An RWE AG electricity power station near Cologne supplies scrubbed CO2 flue gas to Bayer Technology Services GmbH in Leverkusen, Germany, which is responsible for CO2 development and conversion. The gas from RWE "is not ideal for direct use for CO2-based polyols used in mattresses, since sulfur and nitrogen have to be removed," Gürtle said. Bayer MaterialScience AG uses the cleaned CO2 to make CO2-polyol, having moved from batches to a continuous process in early 2013. The polyol produced is evaluated in foam mattress trials on Bayer's PU slabstock pilot line.
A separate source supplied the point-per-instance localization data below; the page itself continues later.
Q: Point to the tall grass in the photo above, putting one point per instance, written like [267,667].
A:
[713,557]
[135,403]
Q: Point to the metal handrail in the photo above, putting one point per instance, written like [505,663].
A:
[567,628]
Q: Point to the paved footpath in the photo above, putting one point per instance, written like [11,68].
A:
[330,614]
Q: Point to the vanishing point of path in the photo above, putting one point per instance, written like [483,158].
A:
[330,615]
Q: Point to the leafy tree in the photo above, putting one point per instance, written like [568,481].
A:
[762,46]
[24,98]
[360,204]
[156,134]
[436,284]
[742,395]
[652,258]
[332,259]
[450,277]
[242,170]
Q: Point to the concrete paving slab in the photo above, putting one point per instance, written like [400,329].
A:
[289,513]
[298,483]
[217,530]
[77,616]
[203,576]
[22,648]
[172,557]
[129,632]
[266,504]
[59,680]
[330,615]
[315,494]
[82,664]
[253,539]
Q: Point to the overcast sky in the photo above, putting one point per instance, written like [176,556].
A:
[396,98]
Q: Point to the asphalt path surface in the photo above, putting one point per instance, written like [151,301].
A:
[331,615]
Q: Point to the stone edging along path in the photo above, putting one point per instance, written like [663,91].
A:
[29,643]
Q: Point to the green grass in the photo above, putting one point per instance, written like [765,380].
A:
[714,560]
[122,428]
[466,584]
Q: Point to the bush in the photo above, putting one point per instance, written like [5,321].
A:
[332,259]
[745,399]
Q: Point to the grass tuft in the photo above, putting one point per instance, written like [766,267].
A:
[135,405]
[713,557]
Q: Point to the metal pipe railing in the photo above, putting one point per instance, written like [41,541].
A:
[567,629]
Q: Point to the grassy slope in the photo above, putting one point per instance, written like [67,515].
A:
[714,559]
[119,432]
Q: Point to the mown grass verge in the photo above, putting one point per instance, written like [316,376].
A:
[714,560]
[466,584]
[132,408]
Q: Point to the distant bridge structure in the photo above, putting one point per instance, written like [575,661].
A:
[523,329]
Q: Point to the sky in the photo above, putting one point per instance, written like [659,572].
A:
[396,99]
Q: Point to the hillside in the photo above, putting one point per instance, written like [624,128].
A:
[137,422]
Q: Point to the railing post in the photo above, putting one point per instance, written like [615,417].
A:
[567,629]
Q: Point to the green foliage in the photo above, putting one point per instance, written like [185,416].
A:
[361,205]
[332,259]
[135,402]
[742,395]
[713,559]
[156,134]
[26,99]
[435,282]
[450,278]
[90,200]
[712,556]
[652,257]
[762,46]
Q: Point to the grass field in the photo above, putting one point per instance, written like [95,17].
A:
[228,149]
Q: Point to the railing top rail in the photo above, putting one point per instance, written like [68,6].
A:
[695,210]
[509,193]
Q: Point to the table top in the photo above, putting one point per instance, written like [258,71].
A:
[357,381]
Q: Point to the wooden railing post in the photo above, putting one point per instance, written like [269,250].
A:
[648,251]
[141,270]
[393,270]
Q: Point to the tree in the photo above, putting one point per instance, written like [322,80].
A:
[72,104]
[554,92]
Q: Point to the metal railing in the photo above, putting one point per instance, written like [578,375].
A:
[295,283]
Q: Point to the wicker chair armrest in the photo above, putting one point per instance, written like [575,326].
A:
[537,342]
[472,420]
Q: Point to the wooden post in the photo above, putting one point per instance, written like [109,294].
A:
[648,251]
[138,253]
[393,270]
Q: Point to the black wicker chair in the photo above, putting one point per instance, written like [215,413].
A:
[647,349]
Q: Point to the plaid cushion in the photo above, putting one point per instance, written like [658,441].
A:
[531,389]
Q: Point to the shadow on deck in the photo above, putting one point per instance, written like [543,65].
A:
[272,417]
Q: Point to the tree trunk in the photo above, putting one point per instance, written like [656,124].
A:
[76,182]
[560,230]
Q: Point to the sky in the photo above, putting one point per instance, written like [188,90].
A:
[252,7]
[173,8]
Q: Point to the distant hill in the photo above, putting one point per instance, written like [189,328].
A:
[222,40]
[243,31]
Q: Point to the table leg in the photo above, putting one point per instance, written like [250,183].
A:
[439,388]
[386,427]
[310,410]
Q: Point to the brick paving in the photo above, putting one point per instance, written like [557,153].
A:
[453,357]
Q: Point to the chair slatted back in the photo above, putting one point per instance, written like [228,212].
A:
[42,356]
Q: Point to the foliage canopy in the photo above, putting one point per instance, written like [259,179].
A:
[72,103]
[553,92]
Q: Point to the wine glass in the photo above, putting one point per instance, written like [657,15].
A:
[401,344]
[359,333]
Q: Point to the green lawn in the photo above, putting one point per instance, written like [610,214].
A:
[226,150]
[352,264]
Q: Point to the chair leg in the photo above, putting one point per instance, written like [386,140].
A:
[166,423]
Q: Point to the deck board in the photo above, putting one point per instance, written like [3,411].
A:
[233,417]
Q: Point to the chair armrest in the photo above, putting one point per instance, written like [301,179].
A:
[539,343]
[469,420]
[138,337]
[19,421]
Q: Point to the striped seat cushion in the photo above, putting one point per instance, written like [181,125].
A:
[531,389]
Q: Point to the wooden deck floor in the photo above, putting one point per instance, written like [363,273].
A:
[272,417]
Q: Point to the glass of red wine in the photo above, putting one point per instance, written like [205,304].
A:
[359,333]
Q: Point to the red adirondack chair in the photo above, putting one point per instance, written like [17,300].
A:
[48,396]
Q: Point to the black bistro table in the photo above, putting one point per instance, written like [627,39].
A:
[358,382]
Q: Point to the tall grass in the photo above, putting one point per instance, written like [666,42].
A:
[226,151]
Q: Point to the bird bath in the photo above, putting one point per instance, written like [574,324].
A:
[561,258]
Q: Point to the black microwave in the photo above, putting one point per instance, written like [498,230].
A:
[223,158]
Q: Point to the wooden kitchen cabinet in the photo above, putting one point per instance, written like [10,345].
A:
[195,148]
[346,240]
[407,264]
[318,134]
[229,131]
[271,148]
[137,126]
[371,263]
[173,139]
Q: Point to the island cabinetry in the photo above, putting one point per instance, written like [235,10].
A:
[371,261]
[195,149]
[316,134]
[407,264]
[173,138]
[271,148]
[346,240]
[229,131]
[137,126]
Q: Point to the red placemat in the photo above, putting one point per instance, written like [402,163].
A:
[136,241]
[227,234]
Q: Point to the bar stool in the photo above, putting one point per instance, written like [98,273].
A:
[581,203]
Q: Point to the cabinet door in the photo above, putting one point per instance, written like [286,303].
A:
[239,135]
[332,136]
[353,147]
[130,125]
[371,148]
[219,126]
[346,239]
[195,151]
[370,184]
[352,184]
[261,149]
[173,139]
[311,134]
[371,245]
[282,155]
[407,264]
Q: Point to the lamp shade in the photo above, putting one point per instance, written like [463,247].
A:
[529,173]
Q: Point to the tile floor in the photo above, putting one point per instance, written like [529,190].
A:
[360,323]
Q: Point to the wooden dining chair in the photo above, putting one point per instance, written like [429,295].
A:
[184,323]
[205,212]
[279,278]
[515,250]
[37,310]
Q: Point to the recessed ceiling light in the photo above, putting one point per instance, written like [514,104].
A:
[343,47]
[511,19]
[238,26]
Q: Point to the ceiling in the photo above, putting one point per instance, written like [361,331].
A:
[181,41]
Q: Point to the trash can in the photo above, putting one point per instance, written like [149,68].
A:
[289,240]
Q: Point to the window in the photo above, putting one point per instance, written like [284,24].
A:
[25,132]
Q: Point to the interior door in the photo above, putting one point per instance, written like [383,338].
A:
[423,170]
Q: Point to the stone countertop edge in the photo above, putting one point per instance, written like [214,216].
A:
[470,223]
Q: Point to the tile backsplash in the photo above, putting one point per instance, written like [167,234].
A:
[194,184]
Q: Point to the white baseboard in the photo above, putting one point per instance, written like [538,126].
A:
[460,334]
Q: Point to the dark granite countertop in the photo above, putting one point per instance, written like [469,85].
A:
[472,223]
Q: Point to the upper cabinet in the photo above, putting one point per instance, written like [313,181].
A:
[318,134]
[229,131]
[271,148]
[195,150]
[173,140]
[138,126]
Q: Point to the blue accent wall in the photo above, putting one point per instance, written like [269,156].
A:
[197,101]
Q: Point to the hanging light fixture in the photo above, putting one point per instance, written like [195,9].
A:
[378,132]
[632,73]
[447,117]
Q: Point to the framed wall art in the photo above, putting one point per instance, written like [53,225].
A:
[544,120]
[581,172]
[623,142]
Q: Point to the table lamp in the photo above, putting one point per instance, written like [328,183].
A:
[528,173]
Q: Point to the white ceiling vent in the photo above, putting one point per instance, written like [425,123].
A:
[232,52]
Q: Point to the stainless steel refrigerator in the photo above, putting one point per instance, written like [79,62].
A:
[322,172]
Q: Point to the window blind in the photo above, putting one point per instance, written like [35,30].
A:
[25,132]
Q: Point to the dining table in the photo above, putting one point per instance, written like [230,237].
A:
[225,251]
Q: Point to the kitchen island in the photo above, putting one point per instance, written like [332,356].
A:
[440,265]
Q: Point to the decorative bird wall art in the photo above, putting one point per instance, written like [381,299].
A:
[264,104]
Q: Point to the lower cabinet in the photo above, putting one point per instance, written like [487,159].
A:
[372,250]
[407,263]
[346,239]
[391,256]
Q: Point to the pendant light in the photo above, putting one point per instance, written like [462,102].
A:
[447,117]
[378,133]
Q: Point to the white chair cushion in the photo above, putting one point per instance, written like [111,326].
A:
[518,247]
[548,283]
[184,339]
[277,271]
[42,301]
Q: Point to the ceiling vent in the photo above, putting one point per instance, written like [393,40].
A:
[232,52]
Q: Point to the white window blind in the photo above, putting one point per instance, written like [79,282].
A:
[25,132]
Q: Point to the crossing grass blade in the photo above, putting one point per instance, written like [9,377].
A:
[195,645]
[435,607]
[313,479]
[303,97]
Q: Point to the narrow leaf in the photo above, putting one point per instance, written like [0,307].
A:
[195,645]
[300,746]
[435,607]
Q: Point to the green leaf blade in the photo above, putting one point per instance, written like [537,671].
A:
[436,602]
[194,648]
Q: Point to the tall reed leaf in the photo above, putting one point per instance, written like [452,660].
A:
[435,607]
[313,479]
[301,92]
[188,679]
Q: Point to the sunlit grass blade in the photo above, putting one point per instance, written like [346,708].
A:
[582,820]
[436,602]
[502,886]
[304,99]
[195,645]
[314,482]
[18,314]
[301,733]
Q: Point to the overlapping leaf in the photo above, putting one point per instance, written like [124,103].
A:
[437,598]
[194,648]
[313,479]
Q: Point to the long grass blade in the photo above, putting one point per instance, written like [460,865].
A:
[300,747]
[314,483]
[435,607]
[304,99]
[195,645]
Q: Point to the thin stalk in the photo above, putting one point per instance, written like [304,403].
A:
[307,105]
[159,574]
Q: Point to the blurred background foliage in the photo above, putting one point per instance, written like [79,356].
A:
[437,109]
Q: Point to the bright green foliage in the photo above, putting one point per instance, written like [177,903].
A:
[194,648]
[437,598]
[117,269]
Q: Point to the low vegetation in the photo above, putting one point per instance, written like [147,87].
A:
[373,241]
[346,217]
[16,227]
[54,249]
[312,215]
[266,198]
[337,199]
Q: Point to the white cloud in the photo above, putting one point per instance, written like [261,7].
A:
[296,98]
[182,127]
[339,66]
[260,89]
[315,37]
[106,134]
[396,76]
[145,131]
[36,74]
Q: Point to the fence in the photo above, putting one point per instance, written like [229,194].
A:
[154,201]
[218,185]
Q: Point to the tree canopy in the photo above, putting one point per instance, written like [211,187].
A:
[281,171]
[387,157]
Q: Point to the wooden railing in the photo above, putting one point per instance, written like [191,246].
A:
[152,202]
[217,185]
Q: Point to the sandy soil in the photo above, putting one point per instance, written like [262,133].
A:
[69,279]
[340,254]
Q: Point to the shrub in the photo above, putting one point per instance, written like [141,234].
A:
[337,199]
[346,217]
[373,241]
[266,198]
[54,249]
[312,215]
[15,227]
Gürtle says carbonate groups in CO2 polyols contribute to increased viscosity. This depends on functionality and CO2 content. CO2-polyol based PU foam "looks as good as today's material, maybe even better," Gürtle says, "and it has an intriguing point: heat of combustion is a bit lower."
PU slabstock foam produced from CO2-based polyol shows thermal stability matching PU from conventional polyols. Onset temperature and mass loss are identical and there is no thermal sensitivity difference. Gürtle concludes that the CO2 is fixed inside the PU backbone.
"There is systematic reduction in heat combustion with increasing CO2 content in flexible foam made with CO2-based polyol," Gürtle said.
Niklas van der Assen of RWTH Aachen University continued the presentation, showing life-cycle analysis results based on CO2 capture from lignite power station flue gas, through to production with epoxides into polyol, with the resulting CO2-polyol reacted with isocyanate to produce PU foam.
Production using 1 kilogram of CO2 in conventional polyol involves 3.59 kg of equivalent CO2 emissions; a CO2-polyol with 20 percent CO2 input is just 2.99 kg. For the 0.6 kg reduction, raw material replacement accounts for 0.49 kg, using captured CO2 for 0.14 kg, partly offset by 0.03 kg higher emission due to CO2 transport and the reaction starter used for the reaction to polyol. Polyol with 30 percent CO2 had 2.64 kg of equivalent CO2 emissions.
Van der Assen said using captured CO2 and substituting epoxides results in climate benefits. "The more CO2 used, the better," he said. There also are resource efficiency and other environmental benefits. "It works, very good foam properties are obtained, along with an improved CO2 footprint," van der Assen said.
Major chemical plants making their own ammonia and ethylene oxide produce CO2 that could be supplied via pipeline for CO2-based polyol, van der Assen said, and Gürtle added that steam methane reforming used to produce hydrogen also produces CO2 as a byproduct.
Xiaoqing Zhang of the polymer engineering department at CSIRO Commonwealth Scientific and Industrial Research Organization in Melbourne, Australia, presented opportunities in CO2-based biodegradable polymer materials, focusing on polypropylene carbonate with up to 48 percent CO2 content, as a copolymer of carbon dioxide and propylene oxide.